While it might seem like a silly idea at first, did you know that people with large hands actually have bigger vocabularies than people with small hands? Its true.
Dr. Gary Marcus, the director of the NYU Infant Language Learning Center, and a professor of psychology at New York University has spoken out about this very topic and how artificial intelligence (AI) is also thrown into the mix. Marcus says this is an old joke that is tossed around by statisticians, and when a person takes into account the entire population and measure everyone's hand-size, the people with larger hands will have larger vocabularies. This is purely because of the fact that the people with larger hands tend to be older, and that adults tend to know more words then children.
This is correlated evidence, and not causation. Saying that something is causing people to learn new words, and causing them to grow their hands at the same time is an observed correlation between the two measured groups. Saying that growing your hand made your vocabulary grow is suggesting causation, this is a very important distinguishable definition that us humans can understand quite easily. Artificial intelligence on the other hand struggles to see the relationship between the two.

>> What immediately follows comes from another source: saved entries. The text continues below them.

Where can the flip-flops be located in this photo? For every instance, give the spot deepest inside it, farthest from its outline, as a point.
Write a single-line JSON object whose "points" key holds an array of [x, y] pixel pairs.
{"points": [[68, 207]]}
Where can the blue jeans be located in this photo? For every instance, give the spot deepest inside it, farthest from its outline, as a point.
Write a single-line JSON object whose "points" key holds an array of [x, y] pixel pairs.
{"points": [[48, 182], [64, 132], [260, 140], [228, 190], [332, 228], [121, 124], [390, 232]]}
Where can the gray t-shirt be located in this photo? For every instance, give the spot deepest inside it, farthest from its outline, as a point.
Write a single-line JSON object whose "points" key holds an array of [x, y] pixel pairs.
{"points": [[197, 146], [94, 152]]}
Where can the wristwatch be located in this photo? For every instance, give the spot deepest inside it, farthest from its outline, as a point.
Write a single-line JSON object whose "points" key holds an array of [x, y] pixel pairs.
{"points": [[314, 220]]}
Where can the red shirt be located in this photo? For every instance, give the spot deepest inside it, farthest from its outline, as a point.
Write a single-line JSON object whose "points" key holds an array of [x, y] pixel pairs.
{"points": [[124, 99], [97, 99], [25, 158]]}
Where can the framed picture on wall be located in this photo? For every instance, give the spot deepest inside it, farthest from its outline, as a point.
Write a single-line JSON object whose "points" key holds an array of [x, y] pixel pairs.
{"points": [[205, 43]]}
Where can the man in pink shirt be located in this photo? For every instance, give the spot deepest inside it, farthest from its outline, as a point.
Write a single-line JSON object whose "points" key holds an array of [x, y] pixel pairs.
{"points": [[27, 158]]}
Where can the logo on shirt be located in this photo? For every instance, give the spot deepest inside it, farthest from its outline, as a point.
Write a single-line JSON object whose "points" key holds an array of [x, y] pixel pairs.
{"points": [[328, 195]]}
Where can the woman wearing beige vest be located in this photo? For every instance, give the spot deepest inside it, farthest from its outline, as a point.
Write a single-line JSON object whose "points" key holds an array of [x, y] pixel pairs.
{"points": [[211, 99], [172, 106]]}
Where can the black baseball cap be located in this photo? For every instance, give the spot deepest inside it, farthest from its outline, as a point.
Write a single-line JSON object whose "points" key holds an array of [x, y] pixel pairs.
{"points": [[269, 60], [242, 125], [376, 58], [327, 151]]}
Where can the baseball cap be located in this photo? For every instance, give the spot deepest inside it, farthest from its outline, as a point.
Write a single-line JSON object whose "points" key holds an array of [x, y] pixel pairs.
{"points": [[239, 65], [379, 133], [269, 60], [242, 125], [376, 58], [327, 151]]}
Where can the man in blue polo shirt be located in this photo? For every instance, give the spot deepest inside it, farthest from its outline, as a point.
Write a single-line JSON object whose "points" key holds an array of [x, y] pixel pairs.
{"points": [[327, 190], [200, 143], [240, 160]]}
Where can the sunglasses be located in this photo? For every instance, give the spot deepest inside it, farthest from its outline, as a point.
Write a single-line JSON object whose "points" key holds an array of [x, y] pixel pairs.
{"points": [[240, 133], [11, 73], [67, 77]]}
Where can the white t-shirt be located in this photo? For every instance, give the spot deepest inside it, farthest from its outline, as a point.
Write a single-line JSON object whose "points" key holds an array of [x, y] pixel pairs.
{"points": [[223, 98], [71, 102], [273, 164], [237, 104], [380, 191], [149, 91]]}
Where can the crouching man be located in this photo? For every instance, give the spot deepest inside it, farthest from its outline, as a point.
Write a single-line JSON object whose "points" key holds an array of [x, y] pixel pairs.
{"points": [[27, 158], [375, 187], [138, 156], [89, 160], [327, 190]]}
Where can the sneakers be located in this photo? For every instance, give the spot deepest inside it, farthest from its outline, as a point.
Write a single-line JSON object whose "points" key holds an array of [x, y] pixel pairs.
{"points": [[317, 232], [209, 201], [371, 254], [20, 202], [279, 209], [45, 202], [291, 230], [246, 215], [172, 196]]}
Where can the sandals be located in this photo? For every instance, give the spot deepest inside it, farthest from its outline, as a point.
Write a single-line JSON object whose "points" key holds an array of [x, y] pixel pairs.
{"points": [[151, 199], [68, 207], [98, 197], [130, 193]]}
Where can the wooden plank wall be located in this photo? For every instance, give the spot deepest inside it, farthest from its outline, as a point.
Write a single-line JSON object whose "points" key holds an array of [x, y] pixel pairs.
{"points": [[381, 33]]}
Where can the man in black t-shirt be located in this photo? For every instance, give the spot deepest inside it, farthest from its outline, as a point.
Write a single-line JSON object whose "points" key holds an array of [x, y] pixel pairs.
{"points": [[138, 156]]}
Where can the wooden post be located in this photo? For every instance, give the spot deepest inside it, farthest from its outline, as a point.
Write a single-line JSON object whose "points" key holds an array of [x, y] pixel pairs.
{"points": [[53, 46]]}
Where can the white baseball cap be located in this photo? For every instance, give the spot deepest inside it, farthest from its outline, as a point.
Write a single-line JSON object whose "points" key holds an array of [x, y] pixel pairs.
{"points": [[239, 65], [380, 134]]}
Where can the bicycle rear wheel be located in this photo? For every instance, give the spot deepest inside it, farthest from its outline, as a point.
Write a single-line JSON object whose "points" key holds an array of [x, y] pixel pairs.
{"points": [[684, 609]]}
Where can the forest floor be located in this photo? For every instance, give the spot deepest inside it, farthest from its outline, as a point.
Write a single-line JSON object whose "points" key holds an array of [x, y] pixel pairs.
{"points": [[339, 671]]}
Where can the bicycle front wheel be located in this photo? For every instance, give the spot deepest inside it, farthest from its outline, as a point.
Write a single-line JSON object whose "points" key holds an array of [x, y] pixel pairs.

If we asked a deep learning system the proposed question: "Does growing bigger hands mean you have a bigger vocabulary?" The system would respond with a list of observations that would show evidence towards a correlation, but it wouldn't be able to define the casual relationship between hand growth that is a metabolic process, and the increasing of vocabulary through exposure to new words and learning experiences. This means the system wouldn't be able to define the 'why' embedded in the relationship between the two data sets, only extensive data analysis between the two individual groups.